World
from the April 28, 2004 edition

Reporters on the Job

Grateful for Ceramic: Improvements in armor can have a real impact on the lives of soldiers ( see story), as staff writer Scott Peterson found out when he went to a ceremony in Fallujah, Iraq, in which 13 Purple Heart medals were awarded to wounded US soldiers.

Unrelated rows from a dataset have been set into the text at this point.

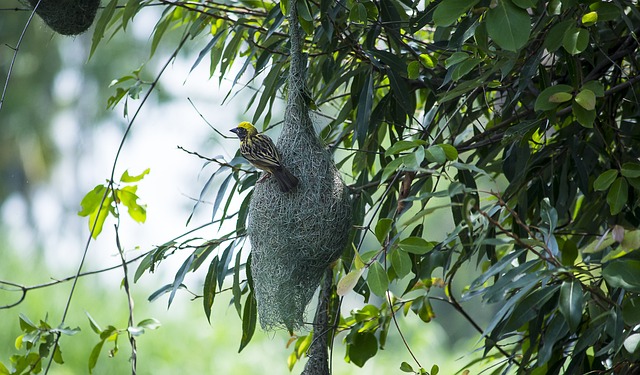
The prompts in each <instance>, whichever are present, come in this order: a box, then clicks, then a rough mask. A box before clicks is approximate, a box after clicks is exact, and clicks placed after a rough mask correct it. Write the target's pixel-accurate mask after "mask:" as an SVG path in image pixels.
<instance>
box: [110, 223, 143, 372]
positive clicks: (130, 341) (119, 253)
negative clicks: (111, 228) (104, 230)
mask: <svg viewBox="0 0 640 375" xmlns="http://www.w3.org/2000/svg"><path fill="white" fill-rule="evenodd" d="M119 225H120V224H119V223H116V224H115V225H114V228H115V231H116V247H117V248H118V254H120V260H121V262H122V272H123V273H124V279H123V285H124V292H125V293H126V294H127V302H128V305H129V325H128V327H129V328H132V327H133V324H134V323H133V322H134V320H133V297H132V296H131V289H130V286H129V272H128V270H127V261H126V260H125V258H124V249H123V248H122V245H121V243H120V232H119V230H118V228H119ZM127 336H129V344H131V375H136V373H137V370H136V367H137V363H138V352H137V349H136V338H135V336H134V335H132V334H131V331H130V330H128V329H127Z"/></svg>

One 20-year-old recipient was clearly grateful that hardened ceramic plates have become standard issue in bullet-proof vests. "He was fingering the piece of shrapnel that lodged in his back plate, and said he would always have it with him," Scott says of Lance Corp. Jeffrey Scott, from Ogdensburg, N.Y. The finger-tip sized chunk bruised him so deeply that he had difficulty moving for several days. "Without that plate, he wouldn't have been there to get his medal," says Scott.

David Clark Scott
World editor

Cultural snapshot

(Illustrations) CONTROVERSIAL COLORS: Iraq's new flag abandons the symbols of Saddam Hussein's regime. It also avoids the colors used in other Arab flags: green and black for Islam and red for Arab nationalism. The flag, designed by an Iraqi artist and approved by the Governing Council, has two parallel blue stripes representing the Tigris and Euphrates rivers. The yellow stripe represents Iraq's ethnic Kurd minority, taking its color from the yellow star on the flag of Kurdistan. It has a crescent representing Islam. But the color scheme is being criticized because the only other country in the Middle East with blue stripes on its flag is Israel.